Ann-Christin Marold und ihre Jugend auf dem Eis: "Ich wollte nicht aufgeben"

10.02.2019 | Stand 17.09.2023, 21:56 Uhr

Eine echte Eisprinzessin: Ann-Christin Marold bei den deutschen Eiskunstlauf-Meisterschaften in Stuttgart. Bei ihrem ersten Auftritt bei den Erwachsenen kurvte die 15 Jahre junge Hauzenbergerin als Drittplatzierte gleich aufs Podest. −Foto: Imago

Es war der 29. September 2018, an dem Ann-Christin Marolds Welt für einen kurzen Moment stillstand. "Ich will nicht mehr eislaufen", das war ein Satz von ihr, der in der Eiskunstlauf-Szene rasant die Runde machte. Nach einem schlechten Lauf in Ostrava (Tschechien) war sich die Läuferin aus Hauzenberg (Lkr. Passau) dessen sicher, als sie mit hängendem Kopf und Tränen in den Augen die Bahn verließ: Nie mehr würde sie eislaufen. Heute lacht Ann-Christin herzlich über ihre Sicht von damals. Tatsächlich hat sie nicht aufgehört mit dem Eiskunstlauf. Ann-Christin Marold ist wieder auf dem Weg nach oben.

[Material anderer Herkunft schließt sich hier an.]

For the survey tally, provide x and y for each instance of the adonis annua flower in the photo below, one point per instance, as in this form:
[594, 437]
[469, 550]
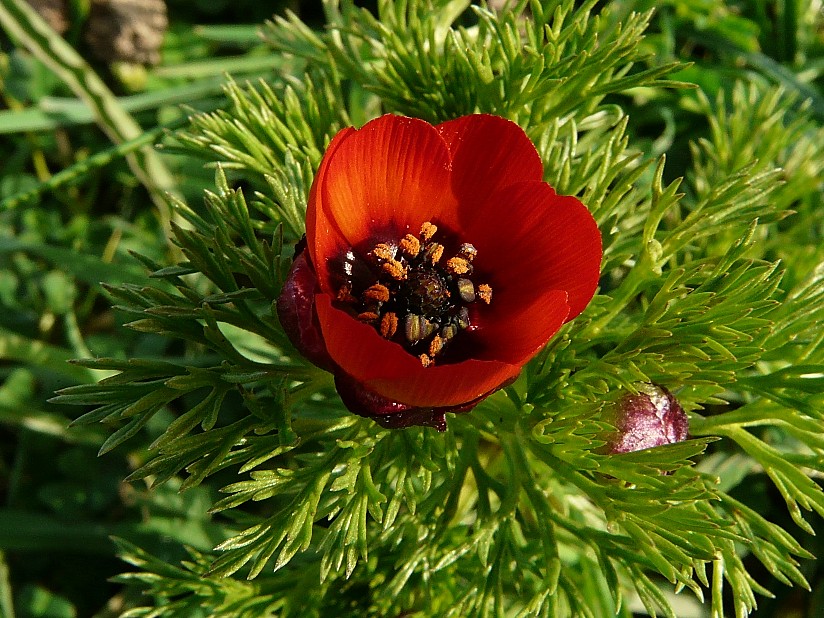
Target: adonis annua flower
[436, 264]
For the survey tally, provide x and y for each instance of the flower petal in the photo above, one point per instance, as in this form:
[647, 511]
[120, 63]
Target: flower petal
[382, 181]
[391, 372]
[488, 153]
[296, 311]
[531, 240]
[515, 335]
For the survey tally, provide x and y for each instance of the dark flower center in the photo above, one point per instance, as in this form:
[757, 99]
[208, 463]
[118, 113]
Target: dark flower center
[416, 298]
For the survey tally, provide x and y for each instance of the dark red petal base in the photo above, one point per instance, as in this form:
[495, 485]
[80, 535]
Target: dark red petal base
[296, 311]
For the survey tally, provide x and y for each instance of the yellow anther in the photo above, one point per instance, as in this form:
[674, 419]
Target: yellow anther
[394, 269]
[485, 292]
[457, 266]
[410, 245]
[434, 253]
[389, 325]
[428, 231]
[383, 251]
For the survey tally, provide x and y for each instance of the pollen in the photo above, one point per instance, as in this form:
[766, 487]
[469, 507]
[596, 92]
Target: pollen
[428, 230]
[394, 269]
[434, 253]
[410, 245]
[389, 325]
[485, 293]
[377, 292]
[457, 266]
[383, 252]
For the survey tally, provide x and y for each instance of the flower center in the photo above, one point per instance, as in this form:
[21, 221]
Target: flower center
[417, 299]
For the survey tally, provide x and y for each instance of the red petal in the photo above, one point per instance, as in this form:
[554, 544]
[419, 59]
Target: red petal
[514, 334]
[383, 181]
[391, 372]
[488, 153]
[296, 311]
[531, 240]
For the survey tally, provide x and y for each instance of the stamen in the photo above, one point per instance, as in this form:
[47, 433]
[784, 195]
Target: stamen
[384, 252]
[377, 292]
[389, 325]
[417, 328]
[416, 299]
[394, 269]
[457, 266]
[428, 231]
[410, 245]
[447, 332]
[466, 290]
[462, 319]
[345, 293]
[434, 253]
[467, 251]
[436, 345]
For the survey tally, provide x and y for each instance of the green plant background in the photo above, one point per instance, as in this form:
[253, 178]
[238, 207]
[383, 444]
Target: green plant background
[211, 471]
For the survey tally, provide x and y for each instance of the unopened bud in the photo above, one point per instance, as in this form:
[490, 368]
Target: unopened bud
[651, 418]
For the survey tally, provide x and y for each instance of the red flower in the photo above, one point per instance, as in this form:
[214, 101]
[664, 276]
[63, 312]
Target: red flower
[437, 263]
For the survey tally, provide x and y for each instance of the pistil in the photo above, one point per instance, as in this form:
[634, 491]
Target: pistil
[417, 299]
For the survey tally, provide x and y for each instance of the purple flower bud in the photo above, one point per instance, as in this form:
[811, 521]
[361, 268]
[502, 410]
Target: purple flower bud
[651, 418]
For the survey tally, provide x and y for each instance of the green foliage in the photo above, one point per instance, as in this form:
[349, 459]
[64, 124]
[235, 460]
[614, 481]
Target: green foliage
[711, 287]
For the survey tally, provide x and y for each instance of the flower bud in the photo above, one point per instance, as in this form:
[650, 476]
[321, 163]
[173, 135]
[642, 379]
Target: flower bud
[650, 418]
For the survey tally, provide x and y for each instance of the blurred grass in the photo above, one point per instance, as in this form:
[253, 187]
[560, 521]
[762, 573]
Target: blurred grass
[70, 212]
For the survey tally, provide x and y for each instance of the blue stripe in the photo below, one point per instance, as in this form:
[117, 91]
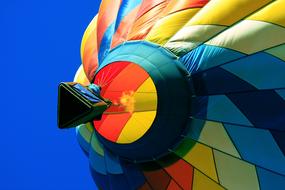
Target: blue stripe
[125, 8]
[264, 109]
[206, 56]
[218, 108]
[262, 70]
[257, 146]
[218, 81]
[106, 43]
[269, 180]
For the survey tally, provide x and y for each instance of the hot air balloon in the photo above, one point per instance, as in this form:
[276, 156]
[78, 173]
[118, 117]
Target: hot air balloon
[181, 94]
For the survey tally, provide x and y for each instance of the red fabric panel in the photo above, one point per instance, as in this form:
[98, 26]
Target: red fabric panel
[174, 186]
[107, 74]
[113, 124]
[178, 5]
[122, 81]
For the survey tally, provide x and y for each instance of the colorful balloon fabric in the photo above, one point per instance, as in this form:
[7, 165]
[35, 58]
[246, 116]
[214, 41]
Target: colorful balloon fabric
[197, 90]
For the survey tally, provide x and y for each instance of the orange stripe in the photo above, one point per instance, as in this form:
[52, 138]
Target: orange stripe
[147, 5]
[113, 125]
[129, 79]
[143, 24]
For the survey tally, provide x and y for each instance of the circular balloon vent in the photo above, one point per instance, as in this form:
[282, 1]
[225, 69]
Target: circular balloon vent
[150, 100]
[134, 102]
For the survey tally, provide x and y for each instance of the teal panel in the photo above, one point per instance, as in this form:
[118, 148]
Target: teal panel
[220, 108]
[257, 146]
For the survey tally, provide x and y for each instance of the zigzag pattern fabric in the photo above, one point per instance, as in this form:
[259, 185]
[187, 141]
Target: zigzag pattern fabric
[234, 53]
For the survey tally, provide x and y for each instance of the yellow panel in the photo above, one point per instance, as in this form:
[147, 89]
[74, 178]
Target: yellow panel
[92, 28]
[202, 182]
[199, 156]
[145, 97]
[226, 12]
[80, 77]
[278, 51]
[145, 101]
[169, 25]
[273, 13]
[136, 127]
[214, 135]
[147, 86]
[250, 36]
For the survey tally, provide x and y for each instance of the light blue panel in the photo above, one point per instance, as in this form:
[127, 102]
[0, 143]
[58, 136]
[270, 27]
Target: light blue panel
[281, 93]
[85, 145]
[257, 146]
[106, 42]
[269, 180]
[220, 108]
[113, 163]
[97, 162]
[207, 56]
[262, 70]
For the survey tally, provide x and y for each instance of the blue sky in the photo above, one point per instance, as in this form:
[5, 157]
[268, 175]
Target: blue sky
[40, 43]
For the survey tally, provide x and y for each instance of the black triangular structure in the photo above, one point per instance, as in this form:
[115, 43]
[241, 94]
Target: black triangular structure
[74, 109]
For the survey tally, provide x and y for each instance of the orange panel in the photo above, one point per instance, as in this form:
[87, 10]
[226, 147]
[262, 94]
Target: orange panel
[113, 125]
[173, 186]
[129, 79]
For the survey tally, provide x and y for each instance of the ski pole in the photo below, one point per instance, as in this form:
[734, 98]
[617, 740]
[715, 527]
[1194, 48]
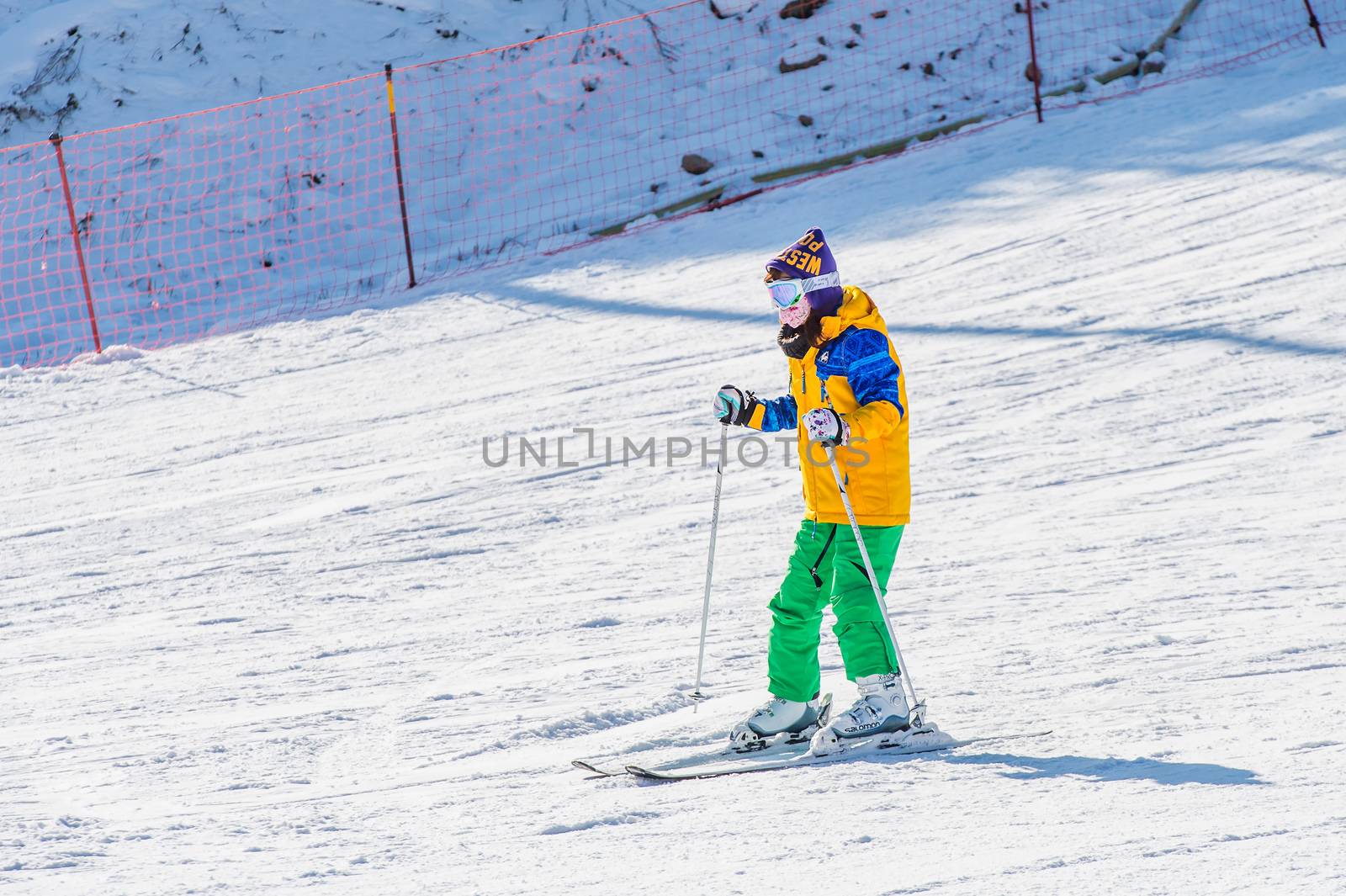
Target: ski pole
[868, 570]
[710, 560]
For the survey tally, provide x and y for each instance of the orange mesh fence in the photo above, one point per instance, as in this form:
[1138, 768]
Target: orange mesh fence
[291, 206]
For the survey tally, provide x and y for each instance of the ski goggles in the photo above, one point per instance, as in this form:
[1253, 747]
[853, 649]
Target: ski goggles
[785, 294]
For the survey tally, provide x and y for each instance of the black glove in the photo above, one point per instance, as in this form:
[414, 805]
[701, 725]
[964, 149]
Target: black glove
[734, 406]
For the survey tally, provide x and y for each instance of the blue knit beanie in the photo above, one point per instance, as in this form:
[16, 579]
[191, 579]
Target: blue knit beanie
[809, 256]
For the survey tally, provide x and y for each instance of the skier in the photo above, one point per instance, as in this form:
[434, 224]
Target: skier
[847, 390]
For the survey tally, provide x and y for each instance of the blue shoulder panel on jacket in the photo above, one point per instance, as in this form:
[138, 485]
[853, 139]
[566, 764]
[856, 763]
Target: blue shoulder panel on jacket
[780, 413]
[863, 357]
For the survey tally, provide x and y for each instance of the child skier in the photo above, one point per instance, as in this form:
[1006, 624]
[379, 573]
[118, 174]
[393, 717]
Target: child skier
[847, 392]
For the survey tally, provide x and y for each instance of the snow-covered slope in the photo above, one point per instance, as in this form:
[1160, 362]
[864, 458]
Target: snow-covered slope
[269, 620]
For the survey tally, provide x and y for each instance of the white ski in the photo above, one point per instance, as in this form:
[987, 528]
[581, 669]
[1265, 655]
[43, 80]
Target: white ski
[925, 740]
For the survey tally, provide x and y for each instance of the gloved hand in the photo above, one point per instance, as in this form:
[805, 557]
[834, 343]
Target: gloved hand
[825, 427]
[734, 406]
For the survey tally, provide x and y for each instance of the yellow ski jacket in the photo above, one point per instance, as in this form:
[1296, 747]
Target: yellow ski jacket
[856, 373]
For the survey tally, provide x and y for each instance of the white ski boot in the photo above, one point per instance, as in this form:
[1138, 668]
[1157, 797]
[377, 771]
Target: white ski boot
[882, 709]
[776, 718]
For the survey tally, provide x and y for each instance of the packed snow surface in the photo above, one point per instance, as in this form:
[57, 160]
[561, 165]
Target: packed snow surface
[271, 620]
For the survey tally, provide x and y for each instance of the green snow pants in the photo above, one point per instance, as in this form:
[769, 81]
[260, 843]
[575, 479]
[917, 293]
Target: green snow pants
[827, 568]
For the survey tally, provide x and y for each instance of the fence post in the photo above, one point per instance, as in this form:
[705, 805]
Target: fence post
[74, 231]
[397, 162]
[1314, 24]
[1034, 72]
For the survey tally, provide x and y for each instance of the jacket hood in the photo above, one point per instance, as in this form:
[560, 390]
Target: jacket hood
[856, 310]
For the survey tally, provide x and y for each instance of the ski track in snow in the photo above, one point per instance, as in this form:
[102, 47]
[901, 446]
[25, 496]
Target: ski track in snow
[268, 620]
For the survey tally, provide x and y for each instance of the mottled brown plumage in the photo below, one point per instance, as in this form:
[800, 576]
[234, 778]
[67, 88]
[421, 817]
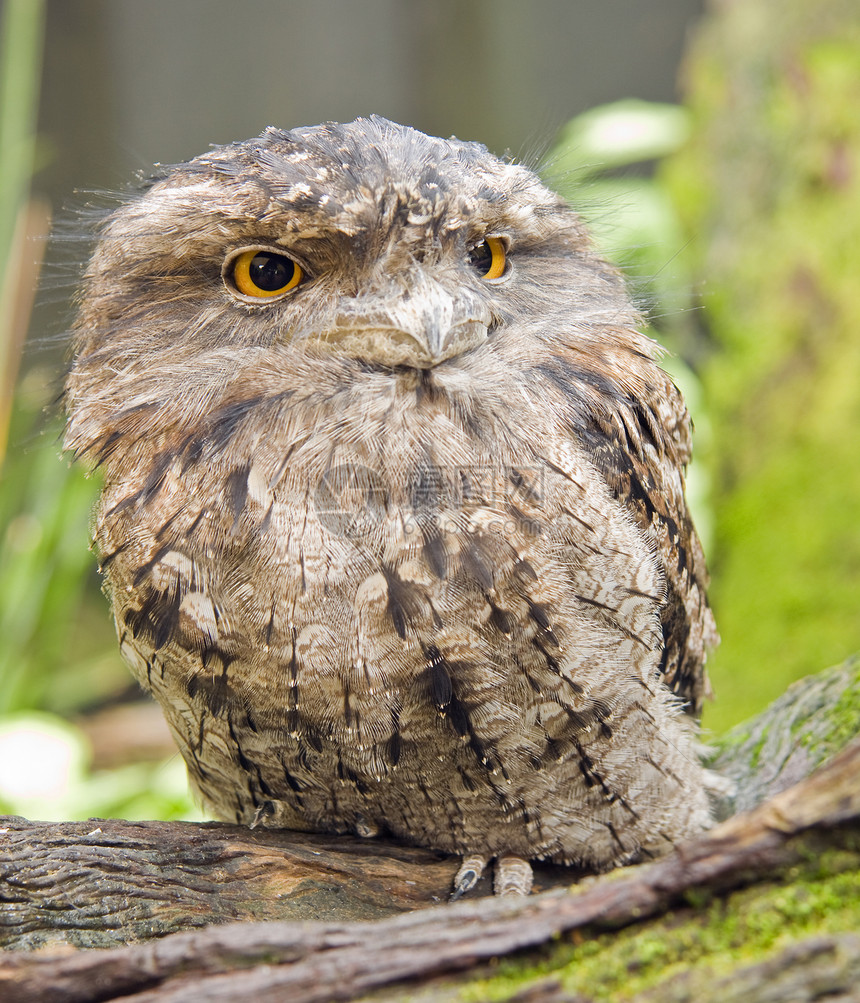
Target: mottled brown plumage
[402, 548]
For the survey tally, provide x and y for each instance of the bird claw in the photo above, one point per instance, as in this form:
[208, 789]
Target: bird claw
[468, 876]
[512, 876]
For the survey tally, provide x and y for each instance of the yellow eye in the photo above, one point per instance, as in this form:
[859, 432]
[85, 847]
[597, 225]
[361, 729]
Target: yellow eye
[265, 273]
[488, 258]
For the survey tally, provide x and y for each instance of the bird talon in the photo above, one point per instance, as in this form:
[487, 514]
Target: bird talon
[468, 876]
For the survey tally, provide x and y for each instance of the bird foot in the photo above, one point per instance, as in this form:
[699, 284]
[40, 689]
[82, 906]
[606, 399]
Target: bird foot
[512, 876]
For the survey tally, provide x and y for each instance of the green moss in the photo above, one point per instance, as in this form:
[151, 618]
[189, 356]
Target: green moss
[817, 897]
[770, 194]
[843, 718]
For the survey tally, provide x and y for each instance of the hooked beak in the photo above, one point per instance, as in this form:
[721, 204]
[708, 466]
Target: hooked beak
[420, 327]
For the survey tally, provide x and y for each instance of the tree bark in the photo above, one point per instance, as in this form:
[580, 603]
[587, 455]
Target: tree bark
[99, 884]
[327, 961]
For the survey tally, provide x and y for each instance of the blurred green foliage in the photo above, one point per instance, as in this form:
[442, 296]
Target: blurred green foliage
[769, 193]
[57, 647]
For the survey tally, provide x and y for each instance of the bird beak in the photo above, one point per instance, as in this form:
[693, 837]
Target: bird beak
[420, 327]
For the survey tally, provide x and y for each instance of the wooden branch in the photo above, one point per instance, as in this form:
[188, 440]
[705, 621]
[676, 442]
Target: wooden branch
[338, 961]
[103, 883]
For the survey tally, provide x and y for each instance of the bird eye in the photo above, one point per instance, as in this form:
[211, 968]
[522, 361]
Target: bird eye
[488, 258]
[261, 274]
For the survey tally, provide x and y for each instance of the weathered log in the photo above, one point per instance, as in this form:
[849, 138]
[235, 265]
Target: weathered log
[340, 961]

Einen Beleg dafür liefert Ann-Christins Vater Reinhard. "Der Terminkalender von Ann-Christin gibt zur Zeit nicht viel her", antwortet er auf die Anfrage der Heimatzeitung. An einem Sonntag klappt es schließlich – der einzige Tag, an dem ein Treffen mit Ann-Christin Marold zu Hause in Hauzenberg möglich ist. Seit 1. August trainiert das Eiskunstlauf-Talent sechs Mal die Woche, jeweils zwei bis drei Stunden lang. Bis Ende April geht das so.

Die 15-Jährige ist wie viele andere Sportlerinnen in den Leistungssport "gerutscht". Mit nur vier Jahren stand sie das erste Mal in Eislaufschuhen auf dem Eis. Das Talent war offensichtlich, und so ging es mit Riesenschritten voran. Mittlerweile ist Ann-Christin Marold zweimalige deutsche Junioren-Meisterin. Für ihren Traum nimmt Niederbayerns Eisprinzessin nicht nur lange Trainingseinheiten in Kauf.

Im Frühjahr vergangenen Jahres zog Ann-Christin ins 80 Kilometer entfernte Linz, wo sie seither trainiert. Heimat-, Schul- und Trainerwechsel stellten Marold vor eine psychische Herausforderung, die durch anhaltende Schmerzen in der Hüfte noch größer wurde. Beim Wettbewerb in Ostrava sollte ihr die Situation zum Verhängnis werden. "Es ist einfach alles zusammengekommen – meine Verletzung, der Wechsel mit neuer Schule, neuer Wohnung, neuem Umfeld. Mein Kopf war noch nicht bereit, einen Wettbewerb zu laufen," sagt die junge Eiskunstläuferin. Als nichts so klappen wollte, wie sie es sich vorgestellt hatte, sprach sie vom Aufhören.

Ein Leben mit der Verzweiflung

Auf Ostrava angesprochen, senkt sie verlegen lächelnd den Kopf, kurz darauf lacht sie zusammen mit Mutter Astrid. Heute beteuert Marold, dass die Ankündigung vom Karriere-Ende nie ernst gemeint war. Nachdem "eine Nacht darüber geschlafen" wurde, hätten die dunklen Gedanken schon keine Rolle mehr gespielt, wie Mutter Astrid bestätigt. Momente der Verzweiflung gebe es "im Leben eines Sportlers immer", sagt Ann-Christin lapidar.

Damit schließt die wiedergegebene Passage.